The image size in pixels determines what we can do with this image — how it can be used, and if it is appropriate size for the intended use. There are two fundamental uses which cover almost every application: printing the image on paper (print a photo or in a book, etc), or showing the image on a video screen (snapshots or web pages, etc). These two situations are rather different with different concerns. But either way, we must create the image size (dimension in pixels) to be suitable for the way we will use it. The next sections will elaborate on the details of these two uses.
But first, in the briefest possible way — if we show a digital image on a video screen of size say 1024x768 pixels, then for sure we don't need an image larger than that video screen size (1024x768 pixels. Video screens are dimensioned in pixels, and images are dimensioned in pixels.

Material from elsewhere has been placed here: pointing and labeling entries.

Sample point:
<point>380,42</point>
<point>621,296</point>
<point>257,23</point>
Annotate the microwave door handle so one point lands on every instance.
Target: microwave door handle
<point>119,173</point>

Inches are no factor at all on the video screen. Chapter 5 is about using images on the video screen.
Or for the other use, when we print digital images on paper, the paper is dimensioned in inches, but digital images are dimensioned in pixels. We print the image on paper at some printing resolution, which is specified in pixels per inch (ppi), which is simply a spacing of pixels on paper. The image size in pixels determines the size we can print it in inches on paper. For example, if we print 1800 pixels width at 300 ppi, then those 1800 pixels will cover 6 inches of paper, simply because 1800 pixels / 300 ppi = 6 inches. That is how it works, but chapters 6 and 7 will elaborate.
Digital camera images and scanner images are the same in all respects about showing or printing the image. Both images are dimensioned in pixels. One difference at creation is that the camera's image size is created by the fixed sensor chip size, for example a 3 megapixel CCD chip creates about 2048x1536 pixels size (see page 87). The camera image is this same size (pixels), but the camera menu also offers a couple of other smaller image sizes, for example half of those dimensions.
The scanner scanning resolution (pixels per inch) and the size of the area being scanned (inches) determine the image size (pixels) created from the inches scanned. If we scan 8x10 inch paper at 300 dpi, we will create (8 inches x 300 ppi) x (10 inches x 300 ppi) = 2400x3000 pixels. The scanner bed and the paper we scan are dimensioned in inches, but the image created is dimensioned in pixels.